When someone get's $125 to buy food it's a national tragedy. We someone get's $3.5 million in farm subsidies, it's a statistic. 

This article got me think about an old Matt Yglesias article about a similar problem facing the GOP when it comes to raising the minimum wage. Basically the argument goes like this, the Republican Party knows it continual embrace of unpopular economic policies is costing it at the ballot box and making it harder to win elections. But the hardline nature of modern conservatives and conservative organizations makes it impossible to embrace any practical solutions to things like poverty, food scarcity or rising inequality. To paraphrase Yglesias this is not because there are no conservative thinkers with policies about how to tackle these problems, but because none of those policies is going to be embraced in practice by Republican politicians. For one because if they are, those politicians would get RINOed. And second because as Ayn Rand taught us long ago, taking from the rich to give to the poor isn't just bad policy, it fundamentally morally evil and thus can never be accepted.

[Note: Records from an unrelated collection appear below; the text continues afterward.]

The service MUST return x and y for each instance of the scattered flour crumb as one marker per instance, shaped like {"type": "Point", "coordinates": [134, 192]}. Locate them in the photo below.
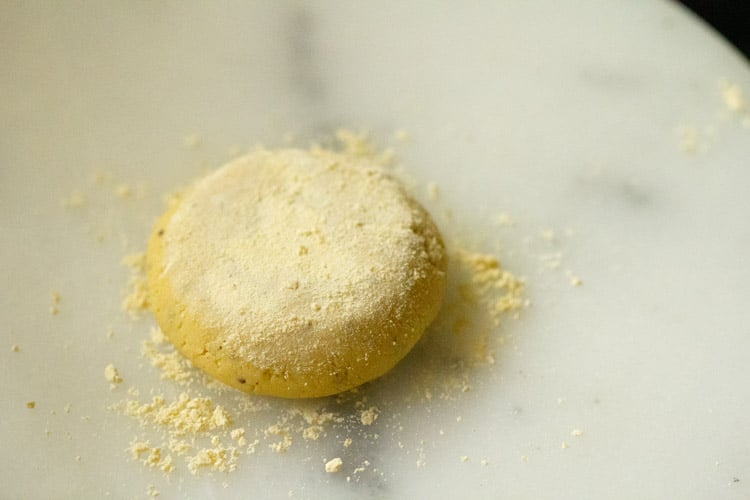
{"type": "Point", "coordinates": [433, 191]}
{"type": "Point", "coordinates": [152, 491]}
{"type": "Point", "coordinates": [112, 375]}
{"type": "Point", "coordinates": [369, 416]}
{"type": "Point", "coordinates": [334, 465]}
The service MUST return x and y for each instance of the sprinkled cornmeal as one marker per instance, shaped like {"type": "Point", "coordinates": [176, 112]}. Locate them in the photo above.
{"type": "Point", "coordinates": [208, 428]}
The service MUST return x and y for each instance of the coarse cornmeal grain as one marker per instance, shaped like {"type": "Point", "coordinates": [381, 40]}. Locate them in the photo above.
{"type": "Point", "coordinates": [295, 274]}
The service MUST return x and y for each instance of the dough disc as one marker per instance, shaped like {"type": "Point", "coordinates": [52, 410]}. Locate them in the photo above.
{"type": "Point", "coordinates": [295, 274]}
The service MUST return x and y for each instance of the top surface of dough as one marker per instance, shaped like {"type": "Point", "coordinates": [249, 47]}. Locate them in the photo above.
{"type": "Point", "coordinates": [291, 254]}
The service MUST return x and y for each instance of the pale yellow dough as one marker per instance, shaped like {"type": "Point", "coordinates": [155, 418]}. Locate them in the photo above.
{"type": "Point", "coordinates": [295, 273]}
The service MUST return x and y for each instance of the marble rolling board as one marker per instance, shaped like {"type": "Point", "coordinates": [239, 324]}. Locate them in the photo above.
{"type": "Point", "coordinates": [599, 148]}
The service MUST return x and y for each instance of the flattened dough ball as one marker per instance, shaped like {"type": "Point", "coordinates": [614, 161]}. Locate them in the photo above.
{"type": "Point", "coordinates": [295, 274]}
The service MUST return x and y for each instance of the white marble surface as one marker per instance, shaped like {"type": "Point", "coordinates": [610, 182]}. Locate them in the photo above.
{"type": "Point", "coordinates": [563, 114]}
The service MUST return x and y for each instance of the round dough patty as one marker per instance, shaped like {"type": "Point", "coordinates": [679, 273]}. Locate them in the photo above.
{"type": "Point", "coordinates": [295, 274]}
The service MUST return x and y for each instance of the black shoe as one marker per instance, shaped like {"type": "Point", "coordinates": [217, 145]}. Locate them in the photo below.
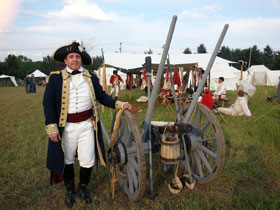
{"type": "Point", "coordinates": [269, 99]}
{"type": "Point", "coordinates": [82, 193]}
{"type": "Point", "coordinates": [70, 196]}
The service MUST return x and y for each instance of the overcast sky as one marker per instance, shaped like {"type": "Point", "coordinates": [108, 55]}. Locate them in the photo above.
{"type": "Point", "coordinates": [35, 28]}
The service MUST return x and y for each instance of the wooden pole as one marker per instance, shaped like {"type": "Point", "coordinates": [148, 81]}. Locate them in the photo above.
{"type": "Point", "coordinates": [241, 68]}
{"type": "Point", "coordinates": [104, 82]}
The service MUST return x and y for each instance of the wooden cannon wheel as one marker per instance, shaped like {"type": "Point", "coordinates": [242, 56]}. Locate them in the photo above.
{"type": "Point", "coordinates": [205, 144]}
{"type": "Point", "coordinates": [131, 169]}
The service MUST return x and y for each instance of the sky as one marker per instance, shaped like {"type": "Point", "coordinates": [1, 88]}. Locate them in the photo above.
{"type": "Point", "coordinates": [35, 28]}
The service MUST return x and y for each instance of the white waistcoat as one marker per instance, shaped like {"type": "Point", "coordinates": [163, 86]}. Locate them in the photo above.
{"type": "Point", "coordinates": [79, 95]}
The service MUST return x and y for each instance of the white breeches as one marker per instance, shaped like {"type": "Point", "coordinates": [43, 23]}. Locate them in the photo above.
{"type": "Point", "coordinates": [79, 137]}
{"type": "Point", "coordinates": [115, 88]}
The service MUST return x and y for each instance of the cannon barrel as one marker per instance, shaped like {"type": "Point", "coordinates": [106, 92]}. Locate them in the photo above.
{"type": "Point", "coordinates": [148, 117]}
{"type": "Point", "coordinates": [205, 75]}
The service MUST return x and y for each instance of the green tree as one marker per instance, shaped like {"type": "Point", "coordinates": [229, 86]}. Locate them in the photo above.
{"type": "Point", "coordinates": [148, 51]}
{"type": "Point", "coordinates": [48, 64]}
{"type": "Point", "coordinates": [276, 65]}
{"type": "Point", "coordinates": [187, 51]}
{"type": "Point", "coordinates": [225, 53]}
{"type": "Point", "coordinates": [12, 65]}
{"type": "Point", "coordinates": [3, 68]}
{"type": "Point", "coordinates": [201, 49]}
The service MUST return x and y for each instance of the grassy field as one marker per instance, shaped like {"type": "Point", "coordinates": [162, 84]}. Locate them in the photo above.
{"type": "Point", "coordinates": [250, 179]}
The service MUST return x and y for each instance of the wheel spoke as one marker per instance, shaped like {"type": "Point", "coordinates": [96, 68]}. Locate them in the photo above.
{"type": "Point", "coordinates": [133, 162]}
{"type": "Point", "coordinates": [134, 176]}
{"type": "Point", "coordinates": [206, 139]}
{"type": "Point", "coordinates": [204, 160]}
{"type": "Point", "coordinates": [198, 118]}
{"type": "Point", "coordinates": [131, 151]}
{"type": "Point", "coordinates": [130, 182]}
{"type": "Point", "coordinates": [198, 163]}
{"type": "Point", "coordinates": [125, 131]}
{"type": "Point", "coordinates": [209, 152]}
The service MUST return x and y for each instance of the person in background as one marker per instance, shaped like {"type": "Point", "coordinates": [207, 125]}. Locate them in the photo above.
{"type": "Point", "coordinates": [115, 83]}
{"type": "Point", "coordinates": [239, 108]}
{"type": "Point", "coordinates": [27, 81]}
{"type": "Point", "coordinates": [220, 93]}
{"type": "Point", "coordinates": [32, 84]}
{"type": "Point", "coordinates": [277, 96]}
{"type": "Point", "coordinates": [71, 118]}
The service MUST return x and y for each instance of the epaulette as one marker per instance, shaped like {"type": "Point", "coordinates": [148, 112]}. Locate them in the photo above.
{"type": "Point", "coordinates": [52, 72]}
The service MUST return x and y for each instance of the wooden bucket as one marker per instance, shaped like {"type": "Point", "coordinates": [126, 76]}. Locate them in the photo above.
{"type": "Point", "coordinates": [170, 149]}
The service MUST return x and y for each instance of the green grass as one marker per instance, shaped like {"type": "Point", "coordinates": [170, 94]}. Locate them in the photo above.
{"type": "Point", "coordinates": [250, 178]}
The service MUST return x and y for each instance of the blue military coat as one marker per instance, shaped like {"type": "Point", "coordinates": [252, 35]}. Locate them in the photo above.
{"type": "Point", "coordinates": [55, 104]}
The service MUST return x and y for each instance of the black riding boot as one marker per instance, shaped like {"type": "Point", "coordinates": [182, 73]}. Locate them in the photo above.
{"type": "Point", "coordinates": [84, 180]}
{"type": "Point", "coordinates": [69, 184]}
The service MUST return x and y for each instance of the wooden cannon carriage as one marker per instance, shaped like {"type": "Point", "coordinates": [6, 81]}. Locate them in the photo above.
{"type": "Point", "coordinates": [195, 131]}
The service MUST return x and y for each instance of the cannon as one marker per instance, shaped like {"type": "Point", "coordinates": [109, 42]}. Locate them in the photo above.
{"type": "Point", "coordinates": [193, 140]}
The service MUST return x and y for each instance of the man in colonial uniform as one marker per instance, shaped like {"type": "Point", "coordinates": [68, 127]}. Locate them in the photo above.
{"type": "Point", "coordinates": [115, 83]}
{"type": "Point", "coordinates": [72, 120]}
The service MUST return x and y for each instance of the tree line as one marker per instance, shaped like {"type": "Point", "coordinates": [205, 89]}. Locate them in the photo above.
{"type": "Point", "coordinates": [20, 65]}
{"type": "Point", "coordinates": [251, 56]}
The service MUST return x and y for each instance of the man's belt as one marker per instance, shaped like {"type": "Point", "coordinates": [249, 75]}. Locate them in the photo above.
{"type": "Point", "coordinates": [79, 117]}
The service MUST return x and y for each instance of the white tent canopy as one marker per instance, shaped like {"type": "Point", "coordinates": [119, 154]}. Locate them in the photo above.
{"type": "Point", "coordinates": [273, 77]}
{"type": "Point", "coordinates": [220, 67]}
{"type": "Point", "coordinates": [134, 61]}
{"type": "Point", "coordinates": [38, 73]}
{"type": "Point", "coordinates": [12, 78]}
{"type": "Point", "coordinates": [259, 74]}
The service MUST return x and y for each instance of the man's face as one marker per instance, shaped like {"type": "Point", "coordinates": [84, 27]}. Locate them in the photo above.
{"type": "Point", "coordinates": [73, 61]}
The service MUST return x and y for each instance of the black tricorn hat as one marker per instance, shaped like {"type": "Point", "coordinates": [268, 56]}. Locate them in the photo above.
{"type": "Point", "coordinates": [75, 47]}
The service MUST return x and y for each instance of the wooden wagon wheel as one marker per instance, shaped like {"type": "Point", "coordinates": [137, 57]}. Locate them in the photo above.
{"type": "Point", "coordinates": [129, 155]}
{"type": "Point", "coordinates": [205, 144]}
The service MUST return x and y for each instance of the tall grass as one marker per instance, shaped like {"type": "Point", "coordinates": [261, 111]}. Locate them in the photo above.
{"type": "Point", "coordinates": [250, 179]}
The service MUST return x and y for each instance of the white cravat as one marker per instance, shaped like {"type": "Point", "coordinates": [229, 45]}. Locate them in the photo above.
{"type": "Point", "coordinates": [75, 79]}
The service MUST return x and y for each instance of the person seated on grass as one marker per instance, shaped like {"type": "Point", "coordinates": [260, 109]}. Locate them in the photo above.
{"type": "Point", "coordinates": [220, 93]}
{"type": "Point", "coordinates": [239, 108]}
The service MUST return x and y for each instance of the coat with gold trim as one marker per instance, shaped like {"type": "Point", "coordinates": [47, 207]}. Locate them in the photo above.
{"type": "Point", "coordinates": [55, 104]}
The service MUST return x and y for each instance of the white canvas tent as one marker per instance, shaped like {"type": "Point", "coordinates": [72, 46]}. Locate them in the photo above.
{"type": "Point", "coordinates": [259, 74]}
{"type": "Point", "coordinates": [38, 73]}
{"type": "Point", "coordinates": [273, 77]}
{"type": "Point", "coordinates": [12, 78]}
{"type": "Point", "coordinates": [136, 61]}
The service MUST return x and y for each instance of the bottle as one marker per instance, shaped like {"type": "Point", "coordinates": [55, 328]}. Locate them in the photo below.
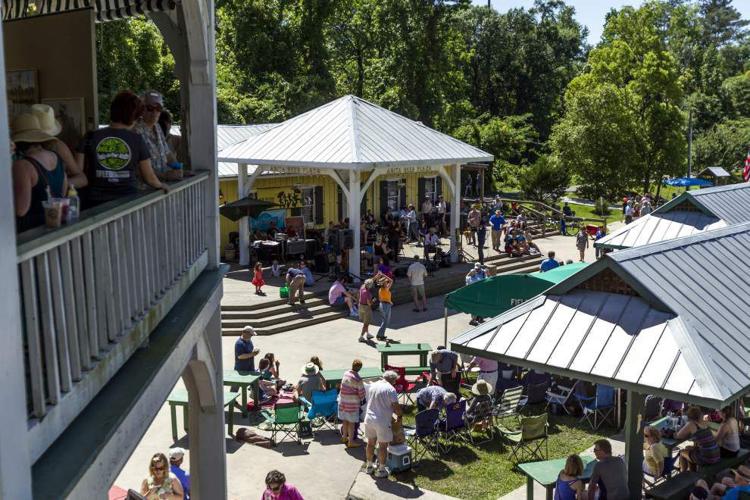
{"type": "Point", "coordinates": [74, 208]}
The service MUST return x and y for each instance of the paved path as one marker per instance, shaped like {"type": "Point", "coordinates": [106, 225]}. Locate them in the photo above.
{"type": "Point", "coordinates": [322, 468]}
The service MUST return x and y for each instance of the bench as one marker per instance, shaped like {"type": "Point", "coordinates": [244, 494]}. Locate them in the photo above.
{"type": "Point", "coordinates": [680, 485]}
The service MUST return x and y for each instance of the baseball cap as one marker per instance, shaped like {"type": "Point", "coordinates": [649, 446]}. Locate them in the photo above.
{"type": "Point", "coordinates": [152, 97]}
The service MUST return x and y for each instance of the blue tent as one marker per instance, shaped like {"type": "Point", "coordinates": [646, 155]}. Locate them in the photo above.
{"type": "Point", "coordinates": [688, 181]}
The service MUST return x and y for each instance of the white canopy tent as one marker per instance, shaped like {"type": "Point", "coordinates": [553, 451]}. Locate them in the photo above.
{"type": "Point", "coordinates": [347, 137]}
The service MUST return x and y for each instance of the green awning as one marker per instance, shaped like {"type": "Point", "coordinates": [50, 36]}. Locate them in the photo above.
{"type": "Point", "coordinates": [495, 295]}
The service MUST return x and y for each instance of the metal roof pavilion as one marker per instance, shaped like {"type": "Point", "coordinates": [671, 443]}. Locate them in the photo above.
{"type": "Point", "coordinates": [668, 319]}
{"type": "Point", "coordinates": [692, 212]}
{"type": "Point", "coordinates": [352, 134]}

Now Republicans could of course respond to this by promoting their own ideas about how to help struggling families. They could embrace Milton Friedman's idea of a negative income tax, or a higher earned income tax credit, or a bigger tax deduction for dependents, or any other policy you'd like to suggest. But of course they won't, for the reasons outlined above. Meanwhile some politicians will keep trying to throw up smoke screens about how they are "concerned about these issues" and that's probably the best the GOP can hope for. Meanwhile we'll be stuck with the same you-didn't-build-that/47%/Lucky-Duckies GOP we've had for a quite a while.